I concur with the majority that the trial court correctly granted the defendant Tailby’s motion for a directed verdict. I agree too that it was error to withhold from the jury the question of Neshobe’s liability, as the owner of the land where the injury occurred. But as I view the record, there was also a question for the jury on the issue of negligence on the part of the defendant Rutland Chamber of Commerce.
This defendant, though neither landowner nor tenant, was present on the land, acting with the possessor’s consent and authority. See Restatement, Torts 2d §383a. It did so at its own instigation.
The fact that the plaintiff and this defendant were both invitees of the landowner does not absolve the Chamber for liability. A licensee may be charged with a duty to other persons on the land, although the licensor is not. Humphrey v. Twin State Gas & Electric Co., 100 Vt. 414, 417, 139 A. 440. 56 A.L.R. 1011.
*576The evidence establishes that the Chamber of Commerce was' the sponsor of the project to advance its own objectives. It issued the invitation to the plaintiff, gave the details of the program and established “the rules of the steak roast.” All this was done under the supervision of its managing director. And its members organized the ball game.
In undertaking to sponsor an athletic event, the Chamber of Commerce was called upon to use reasonable care in all matters connected with the enterprise for the reasonable protection of its invitees, whether spectators or participants. Dusckiewicz v. Carter, 115 Vt. 122, 126, 52 A.2d 788; Killary v. Burlington-Lake Champlain Chamber of Commerce, Inc., 123 Vt. 256, 265, 186 A.2d 170.
The sponsor’s status, as a licensee, will not excuse it from this requirement in an action by an injured invitee. Rouillard v. Canadian Klondike Club, Inc., 316 Mass. 11, 54 N.E.2d 680, 681. Neither will the fact that the landowner had an equivalent duty in this regard necessarily relieve his licensee. Either one, or both may be legally responsible, according to the nature of their control. Klinsky v. Hanson Van Winkle Manning Co., 38 N.J.Super. 439, 119 A.2d 166, 171.
The record before us permits the inference that the Chamber of Commerce not only issued the invitation, but assumed some degree of control of the place and events to which the plaintiff was invited. To my mind, this is sufficient to charge the defendant with recognition that harm would come to the plaintiff, if the area where the competition was to take place should be unsafe.

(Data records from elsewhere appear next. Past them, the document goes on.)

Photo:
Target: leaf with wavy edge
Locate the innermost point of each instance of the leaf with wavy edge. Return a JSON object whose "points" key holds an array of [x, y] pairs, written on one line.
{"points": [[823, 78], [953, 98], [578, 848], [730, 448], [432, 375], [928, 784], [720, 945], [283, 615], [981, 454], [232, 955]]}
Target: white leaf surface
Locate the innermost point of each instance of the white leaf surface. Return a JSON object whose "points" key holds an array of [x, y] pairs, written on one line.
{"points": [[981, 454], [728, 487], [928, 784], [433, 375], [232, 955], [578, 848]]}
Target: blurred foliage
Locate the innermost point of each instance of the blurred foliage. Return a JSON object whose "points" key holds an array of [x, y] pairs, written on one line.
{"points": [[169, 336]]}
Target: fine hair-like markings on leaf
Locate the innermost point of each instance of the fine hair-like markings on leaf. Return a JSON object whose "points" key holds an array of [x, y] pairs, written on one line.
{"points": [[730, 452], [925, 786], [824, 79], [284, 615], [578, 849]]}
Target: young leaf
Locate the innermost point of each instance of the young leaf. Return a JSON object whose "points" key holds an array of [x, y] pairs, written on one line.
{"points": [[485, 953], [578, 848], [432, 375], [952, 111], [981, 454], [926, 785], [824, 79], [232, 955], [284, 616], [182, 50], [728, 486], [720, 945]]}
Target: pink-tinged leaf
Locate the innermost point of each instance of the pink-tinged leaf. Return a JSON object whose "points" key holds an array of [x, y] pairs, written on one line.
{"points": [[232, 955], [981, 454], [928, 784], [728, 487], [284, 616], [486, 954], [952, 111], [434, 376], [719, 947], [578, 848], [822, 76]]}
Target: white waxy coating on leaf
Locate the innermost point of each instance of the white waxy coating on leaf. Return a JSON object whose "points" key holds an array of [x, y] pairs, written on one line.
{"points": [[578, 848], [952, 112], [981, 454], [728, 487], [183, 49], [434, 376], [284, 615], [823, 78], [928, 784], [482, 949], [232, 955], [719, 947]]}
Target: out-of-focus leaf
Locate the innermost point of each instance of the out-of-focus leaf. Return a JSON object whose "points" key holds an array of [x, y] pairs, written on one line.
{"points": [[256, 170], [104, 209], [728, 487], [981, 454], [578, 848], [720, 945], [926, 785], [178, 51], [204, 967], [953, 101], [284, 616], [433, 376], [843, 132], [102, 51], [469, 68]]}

And if its representatives knew, or should have known, by reasonable vigilance, that the playing field contained areas of danger, the Chamber of Commerce was called upon to correct or warn, according to its authority in the premises. For these reasons, I think it was for the jury to determine whether this defendant had control of the situation to such a degree that it could have averted the danger by the exercise of reasonable precaution.
I am authorized to say Shangraw, J., joins me in this opinion.